The first episode: the end. How does Draper live this life, these lives? How can this man have a home and family, in the suburbs no less?
Don Draper is at the center of this set piece. He's mysterious, charismatic, and the engine behind Sterling Cooper. His character is so fully human, and yet so empty, that it's frightening: he's everyman, really, because he has no real identity, just the intangible and yet incomplete desire to find one. He is who he has to be when he has to sell something, himself included. Some where in one of the later episodes the "Cooper" of the agency says, to this effect: in Japan they have a saying that you are the man you are in the room you're in. And it's true.
This first episode is so brilliant because it is so disquieting at the end. Draper's is not a double life, but a multiple life—having so many sides and angles that at times he becomes a caricature—but never fully. Mostly because Hamm inhabits him like the Spirit inhabits a Pentecostal.
That's what
Mad Men is about: living your expected life and yet not fully abandoning the life you want. What you end up with is nothing, which is a high price to pay for nothing.
Every one in
Mad Men is bereft of something and yet glutted with something else, and neither makes any sense or can be understood in the summer and fall of 1960.
The women in the show, hens as they're called, accept all this boorish behavior with a subversive, near peevish wish for more; or with a tolerant they're-just-men sort of view. But to think the show is male-centric is to misunderstand it: it's the women who rule this world, if only because they are sexual objects who can say yes or no. Some do; some don't. One who does, early on, is one of the few women with explicit advertising ambitions and she'll later pay a price for her sexual decisions. Or at least she'll be in debt to them: how she pays it back, or whether, will undoubtedly be the subject of one or more of the episodes in
Season Two.
Who we are is our doom. Maybe 1960 isn't so important. Maybe it’s our being human. Maybe it's our desire for love and then new love and then another kind of love. Or more money. Or a recognition from the larger world that escapes us.
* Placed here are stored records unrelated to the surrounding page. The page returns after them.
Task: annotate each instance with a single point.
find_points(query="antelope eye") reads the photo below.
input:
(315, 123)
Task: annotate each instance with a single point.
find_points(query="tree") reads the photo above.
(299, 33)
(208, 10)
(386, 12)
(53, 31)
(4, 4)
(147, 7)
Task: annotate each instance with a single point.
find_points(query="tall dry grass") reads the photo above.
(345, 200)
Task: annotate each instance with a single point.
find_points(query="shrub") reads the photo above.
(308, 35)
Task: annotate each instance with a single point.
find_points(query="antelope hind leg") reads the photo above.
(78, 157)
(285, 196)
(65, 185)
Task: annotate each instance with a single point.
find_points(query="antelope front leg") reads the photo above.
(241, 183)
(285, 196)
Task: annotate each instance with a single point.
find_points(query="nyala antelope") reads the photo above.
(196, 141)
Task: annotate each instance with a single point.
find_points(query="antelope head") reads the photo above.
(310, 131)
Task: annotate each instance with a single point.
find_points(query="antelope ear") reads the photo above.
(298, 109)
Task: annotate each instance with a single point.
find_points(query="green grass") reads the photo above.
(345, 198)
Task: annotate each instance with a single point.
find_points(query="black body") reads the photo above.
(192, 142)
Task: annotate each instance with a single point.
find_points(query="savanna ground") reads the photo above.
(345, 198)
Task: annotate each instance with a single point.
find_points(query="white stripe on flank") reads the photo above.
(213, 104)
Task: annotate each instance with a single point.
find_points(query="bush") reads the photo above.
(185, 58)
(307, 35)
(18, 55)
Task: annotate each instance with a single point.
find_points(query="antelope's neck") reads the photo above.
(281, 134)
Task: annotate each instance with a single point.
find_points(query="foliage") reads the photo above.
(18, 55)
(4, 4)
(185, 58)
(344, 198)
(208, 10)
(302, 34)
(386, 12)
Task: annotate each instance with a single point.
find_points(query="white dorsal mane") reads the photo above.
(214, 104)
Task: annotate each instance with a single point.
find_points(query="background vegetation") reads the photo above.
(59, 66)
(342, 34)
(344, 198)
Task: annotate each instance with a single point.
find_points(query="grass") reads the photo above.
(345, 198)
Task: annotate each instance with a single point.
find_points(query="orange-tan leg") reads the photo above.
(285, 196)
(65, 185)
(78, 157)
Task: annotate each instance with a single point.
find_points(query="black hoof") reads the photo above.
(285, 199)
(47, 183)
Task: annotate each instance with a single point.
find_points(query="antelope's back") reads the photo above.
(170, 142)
We scramble around, looking, seeking, desiring. Maybe, as Draper partly understands in
Season Two's finale, it's right in front of us. Whatever it is, or wherever it resides, its discovery may be too late: we've been through too many women, too much liquor, choked back too many Lucky Strikes.
We've got a campaign to put together for Clearasil, we're tired, sad even, because nothing's come to us yet. Just exactly what
is Clearasil all about, what are its hidden seductions.
That'll have to wait; it's off to catch the 7:52 to Ossining.